PGRS — Plano de Gerenciamento de Resíduos Sólidos
Aplicação: empresas em geral — indústria, comércio, serviços, construção civil.
Base legal: Lei 12.305/2010 (Política Nacional de Resíduos Sólidos).
Quem fiscaliza: órgão ambiental (estadual e municipal predominantemente, IBAMA em casos federais).
Resíduos cobertos: resíduos sólidos urbanos não-domiciliares + perigosos + da construção civil + de mineração + agroindustriais + de logística reversa, etc.
PGRSS — Plano de Gerenciamento de Resíduos de Serviços de Saúde
Aplicação: estabelecimentos de saúde — hospitais, clínicas, laboratórios, drogarias, farmácias, consultórios, postos de saúde, banco de sangue, necrotérios, serviços de imagem com radioativos, etc.
Base legal: RDC ANVISA 222/2018 + Resolução CONAMA 358/2005.
Quem fiscaliza: ANVISA + vigilância sanitária + órgão ambiental.
Resíduos cobertos: classes específicas de RSS (A, B, C, D, E).
As 5 classes de RSS (PGRSS)
Classe A — Infectantes
Resíduos com possível presença de agentes biológicos:
- A1: tecidos, órgãos, sangue
- A2: animais de pesquisa, microrganismos
- A3: peças anatômicas humanas
- A4: outros infectantes
- A5: agentes com risco biológico maior
Acondicionamento: saco branco leitoso, símbolo de risco biológico.
Classe B — Químicos
Resíduos com substâncias químicas perigosas:
- Quimioterápicos
- Medicamentos vencidos
- Mercúrio, prata, chumbo
- Reagentes laboratoriais
- Saneantes específicos
Acondicionamento: específico por composto.
Classe C — Radioativos
Resíduos com radionuclídeos:
- Materiais de medicina nuclear
- Iodo radioativo
- Tecnécio
Regulamentação adicional: CNEN (Comissão Nacional de Energia Nuclear).
Classe D — Comuns
Não perigosos, equiparados a resíduos domiciliares:
- Papel
- Plástico
- Restos de comida
- Embalagens não contaminadas
Classe E — Perfurocortantes
- Agulhas
- Bisturis
- Lâminas
- Vidros
- Ampolas quebradas
Acondicionamento: caixa rígida amarela.
Confundir classe A com D (descartar gaze contaminada como lixo comum, p.ex.) é falha grave — risco biológico real + autuação da Vigilância Sanitária + risco trabalhista.
Conteúdo do PGRS
- Diagnóstico dos resíduos gerados (tipos, quantidades)

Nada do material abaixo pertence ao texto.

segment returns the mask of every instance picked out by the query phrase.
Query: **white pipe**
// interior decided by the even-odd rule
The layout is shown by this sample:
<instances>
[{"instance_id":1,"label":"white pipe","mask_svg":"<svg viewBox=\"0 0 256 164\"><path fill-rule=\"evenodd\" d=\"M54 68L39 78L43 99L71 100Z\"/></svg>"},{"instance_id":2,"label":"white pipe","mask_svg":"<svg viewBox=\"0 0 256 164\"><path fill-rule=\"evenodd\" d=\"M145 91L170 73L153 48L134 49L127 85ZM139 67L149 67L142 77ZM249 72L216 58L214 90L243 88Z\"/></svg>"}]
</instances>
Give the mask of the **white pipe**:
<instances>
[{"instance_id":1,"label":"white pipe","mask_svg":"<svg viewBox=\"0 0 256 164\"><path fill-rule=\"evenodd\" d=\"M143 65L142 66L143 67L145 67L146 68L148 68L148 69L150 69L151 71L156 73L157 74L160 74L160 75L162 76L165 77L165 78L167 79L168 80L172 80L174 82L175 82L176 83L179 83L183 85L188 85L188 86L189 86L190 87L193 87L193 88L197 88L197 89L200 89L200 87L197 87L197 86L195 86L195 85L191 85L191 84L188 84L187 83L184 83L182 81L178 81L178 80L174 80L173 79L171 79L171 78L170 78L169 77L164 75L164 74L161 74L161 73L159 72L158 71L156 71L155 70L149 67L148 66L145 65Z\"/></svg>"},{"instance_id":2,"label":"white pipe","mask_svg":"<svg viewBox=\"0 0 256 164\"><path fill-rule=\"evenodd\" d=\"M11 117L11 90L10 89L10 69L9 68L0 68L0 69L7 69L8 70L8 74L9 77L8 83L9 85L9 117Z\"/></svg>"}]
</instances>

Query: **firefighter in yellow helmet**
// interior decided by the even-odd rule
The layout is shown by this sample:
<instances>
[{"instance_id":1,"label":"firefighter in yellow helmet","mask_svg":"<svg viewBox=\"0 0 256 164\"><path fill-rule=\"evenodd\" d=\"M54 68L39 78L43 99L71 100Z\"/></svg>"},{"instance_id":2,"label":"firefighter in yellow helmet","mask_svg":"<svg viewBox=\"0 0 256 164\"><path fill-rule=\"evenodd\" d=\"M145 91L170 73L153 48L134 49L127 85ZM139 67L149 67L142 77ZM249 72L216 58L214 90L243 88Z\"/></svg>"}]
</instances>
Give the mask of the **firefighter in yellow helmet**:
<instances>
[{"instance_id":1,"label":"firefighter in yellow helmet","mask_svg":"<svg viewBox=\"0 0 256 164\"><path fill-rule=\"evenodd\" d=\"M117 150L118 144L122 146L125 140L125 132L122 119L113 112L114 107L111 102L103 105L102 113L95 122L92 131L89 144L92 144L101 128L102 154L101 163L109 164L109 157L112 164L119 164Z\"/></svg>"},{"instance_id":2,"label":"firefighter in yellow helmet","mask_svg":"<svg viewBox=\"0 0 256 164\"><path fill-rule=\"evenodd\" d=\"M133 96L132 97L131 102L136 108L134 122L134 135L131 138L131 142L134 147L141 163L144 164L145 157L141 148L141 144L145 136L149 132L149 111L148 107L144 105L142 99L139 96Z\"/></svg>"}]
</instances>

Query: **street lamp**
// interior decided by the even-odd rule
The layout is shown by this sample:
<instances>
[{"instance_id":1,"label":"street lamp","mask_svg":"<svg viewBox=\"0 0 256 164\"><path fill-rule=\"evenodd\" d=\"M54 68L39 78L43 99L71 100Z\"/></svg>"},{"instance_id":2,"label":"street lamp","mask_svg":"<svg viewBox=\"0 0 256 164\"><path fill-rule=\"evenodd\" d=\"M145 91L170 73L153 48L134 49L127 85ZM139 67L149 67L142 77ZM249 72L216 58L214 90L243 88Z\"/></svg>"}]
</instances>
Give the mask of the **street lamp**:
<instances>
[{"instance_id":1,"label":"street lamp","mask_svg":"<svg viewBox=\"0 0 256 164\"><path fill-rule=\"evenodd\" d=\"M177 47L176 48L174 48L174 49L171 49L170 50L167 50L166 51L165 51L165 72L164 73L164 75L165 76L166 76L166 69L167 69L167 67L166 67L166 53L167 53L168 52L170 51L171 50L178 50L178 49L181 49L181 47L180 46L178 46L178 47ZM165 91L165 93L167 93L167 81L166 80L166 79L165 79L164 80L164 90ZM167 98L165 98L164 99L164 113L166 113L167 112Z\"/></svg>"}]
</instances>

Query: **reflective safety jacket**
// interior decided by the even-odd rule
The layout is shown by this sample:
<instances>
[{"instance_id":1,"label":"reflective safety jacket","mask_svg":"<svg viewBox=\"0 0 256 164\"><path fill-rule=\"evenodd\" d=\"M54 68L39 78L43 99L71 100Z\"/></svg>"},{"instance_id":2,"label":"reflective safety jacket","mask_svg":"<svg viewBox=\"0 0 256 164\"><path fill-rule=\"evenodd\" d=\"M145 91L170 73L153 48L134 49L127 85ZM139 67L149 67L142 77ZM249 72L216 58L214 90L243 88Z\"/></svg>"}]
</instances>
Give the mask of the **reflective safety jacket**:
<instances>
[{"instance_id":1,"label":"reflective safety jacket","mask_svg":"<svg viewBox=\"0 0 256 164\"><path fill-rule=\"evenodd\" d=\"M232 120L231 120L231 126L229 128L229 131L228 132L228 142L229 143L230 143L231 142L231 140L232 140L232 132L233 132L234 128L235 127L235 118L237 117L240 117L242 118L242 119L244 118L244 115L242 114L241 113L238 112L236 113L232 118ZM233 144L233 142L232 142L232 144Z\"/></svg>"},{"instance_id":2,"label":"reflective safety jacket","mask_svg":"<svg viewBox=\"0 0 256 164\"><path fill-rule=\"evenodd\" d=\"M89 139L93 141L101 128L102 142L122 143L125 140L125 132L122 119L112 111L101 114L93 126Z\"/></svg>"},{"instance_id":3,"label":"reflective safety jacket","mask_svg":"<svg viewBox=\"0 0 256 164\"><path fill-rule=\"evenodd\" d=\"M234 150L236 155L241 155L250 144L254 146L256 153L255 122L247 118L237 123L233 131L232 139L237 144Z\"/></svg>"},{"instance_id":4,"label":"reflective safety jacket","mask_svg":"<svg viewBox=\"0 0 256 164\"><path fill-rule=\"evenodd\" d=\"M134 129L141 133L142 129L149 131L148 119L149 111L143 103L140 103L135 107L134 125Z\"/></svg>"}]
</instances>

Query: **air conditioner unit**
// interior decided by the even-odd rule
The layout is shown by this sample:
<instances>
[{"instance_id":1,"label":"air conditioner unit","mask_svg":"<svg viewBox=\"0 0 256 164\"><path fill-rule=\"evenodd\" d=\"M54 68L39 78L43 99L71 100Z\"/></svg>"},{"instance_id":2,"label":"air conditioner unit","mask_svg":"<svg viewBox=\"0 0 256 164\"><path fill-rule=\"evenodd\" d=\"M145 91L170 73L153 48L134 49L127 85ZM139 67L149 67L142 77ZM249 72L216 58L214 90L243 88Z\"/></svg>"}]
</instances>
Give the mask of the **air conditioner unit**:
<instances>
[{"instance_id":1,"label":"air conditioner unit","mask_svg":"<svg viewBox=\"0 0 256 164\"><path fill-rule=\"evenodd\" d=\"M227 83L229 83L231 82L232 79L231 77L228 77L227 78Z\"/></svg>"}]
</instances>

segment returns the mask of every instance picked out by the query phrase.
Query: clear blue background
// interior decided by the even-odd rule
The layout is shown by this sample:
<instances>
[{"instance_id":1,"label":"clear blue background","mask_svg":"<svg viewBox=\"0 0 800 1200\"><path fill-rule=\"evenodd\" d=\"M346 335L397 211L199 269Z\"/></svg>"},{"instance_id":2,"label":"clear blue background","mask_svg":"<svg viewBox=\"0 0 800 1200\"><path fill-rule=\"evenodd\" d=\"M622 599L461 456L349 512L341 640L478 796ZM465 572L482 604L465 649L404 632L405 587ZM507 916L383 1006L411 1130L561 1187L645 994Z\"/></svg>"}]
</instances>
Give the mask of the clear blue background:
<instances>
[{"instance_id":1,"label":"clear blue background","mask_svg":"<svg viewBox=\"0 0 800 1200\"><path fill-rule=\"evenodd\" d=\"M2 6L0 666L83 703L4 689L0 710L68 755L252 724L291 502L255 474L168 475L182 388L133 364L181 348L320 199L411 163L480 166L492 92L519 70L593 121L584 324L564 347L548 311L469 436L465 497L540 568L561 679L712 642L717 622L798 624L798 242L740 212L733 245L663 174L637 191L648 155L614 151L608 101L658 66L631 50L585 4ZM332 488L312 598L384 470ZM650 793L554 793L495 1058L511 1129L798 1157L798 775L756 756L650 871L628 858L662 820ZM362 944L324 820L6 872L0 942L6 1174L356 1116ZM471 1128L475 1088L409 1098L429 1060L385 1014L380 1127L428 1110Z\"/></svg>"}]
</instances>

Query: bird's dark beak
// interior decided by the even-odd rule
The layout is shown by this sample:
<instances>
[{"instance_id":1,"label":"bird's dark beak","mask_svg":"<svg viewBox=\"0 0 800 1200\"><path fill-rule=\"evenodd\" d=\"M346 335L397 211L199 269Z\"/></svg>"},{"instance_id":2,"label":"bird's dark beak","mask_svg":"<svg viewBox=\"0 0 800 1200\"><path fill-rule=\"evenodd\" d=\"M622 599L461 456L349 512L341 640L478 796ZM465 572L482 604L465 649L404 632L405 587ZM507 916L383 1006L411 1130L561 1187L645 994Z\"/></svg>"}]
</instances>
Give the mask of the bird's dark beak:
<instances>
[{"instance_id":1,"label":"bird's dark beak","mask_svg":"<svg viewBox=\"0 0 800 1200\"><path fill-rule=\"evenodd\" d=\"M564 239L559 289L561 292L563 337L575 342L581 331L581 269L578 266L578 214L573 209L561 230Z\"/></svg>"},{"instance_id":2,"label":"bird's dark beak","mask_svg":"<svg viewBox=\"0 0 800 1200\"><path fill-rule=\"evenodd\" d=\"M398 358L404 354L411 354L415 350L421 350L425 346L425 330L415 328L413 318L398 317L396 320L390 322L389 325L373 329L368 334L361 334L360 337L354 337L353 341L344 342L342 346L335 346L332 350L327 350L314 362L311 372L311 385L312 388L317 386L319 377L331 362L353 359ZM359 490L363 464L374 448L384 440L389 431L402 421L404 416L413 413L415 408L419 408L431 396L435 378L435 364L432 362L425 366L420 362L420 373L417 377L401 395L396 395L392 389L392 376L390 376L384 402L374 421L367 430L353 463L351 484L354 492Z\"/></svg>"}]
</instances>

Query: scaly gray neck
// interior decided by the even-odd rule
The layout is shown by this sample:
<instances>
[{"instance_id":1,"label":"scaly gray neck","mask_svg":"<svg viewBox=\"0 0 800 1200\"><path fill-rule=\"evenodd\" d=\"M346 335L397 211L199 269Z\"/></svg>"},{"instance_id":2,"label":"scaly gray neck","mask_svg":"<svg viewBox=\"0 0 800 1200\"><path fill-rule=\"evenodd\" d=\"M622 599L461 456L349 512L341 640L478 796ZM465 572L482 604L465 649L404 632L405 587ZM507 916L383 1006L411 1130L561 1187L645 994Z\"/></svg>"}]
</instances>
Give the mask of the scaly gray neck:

- Classificação conforme NBR 10.004
- Sistemas de armazenamento, coleta, transporte
- Tratamento e disposição final
- Plano de minimização (3R)
- Metas
- Responsabilidades
- Cronograma
Conteúdo do PGRSS
- Diagnóstico dos RSS gerados por classe
- Procedimentos para segregação na origem
- Acondicionamento conforme classe
- Armazenamento temporário e externo
- Transporte interno e externo
- Tratamento (autoclavação, incineração, etc.)
- Disposição final
- Programa de qualificação de pessoal
- Indicadores e metas
- Plano de contingência
Quem precisa de qual
| Estabelecimento | PGRS | PGRSS | |---|:---:|:---:| | Hospital | × | ✓ | | Indústria de alimentos | ✓ | × | | Drogaria/farmácia | × | ✓ | | Laboratório de análises clínicas | × | ✓ | | Indústria farmacêutica | ✓ | × | | Construção civil | ✓ | × | | Consultório médico/odontológico | × | ✓ | | Banco de sangue | × | ✓ | | Centro de pesquisa biomédica | × | ✓ | | Restaurante | ✓ | × | | Salão de beleza com procedimentos | × | ✓ |
Documentação correlata
Ambos exigem:
- Contratos com transportador e destinador
- MTRs (Manifestos de Transporte de Resíduos)
- CDF (Certificado de Destinação Final)
- Licenças dos prestadores
Conclusão
PGRS para empresa geral. PGRSS para serviço de saúde. Quem tem operação mista (laboratório dentro de indústria, p.ex.) pode precisar dos DOIS. Diagnóstico inicial bem feito evita autuação por escolher o errado.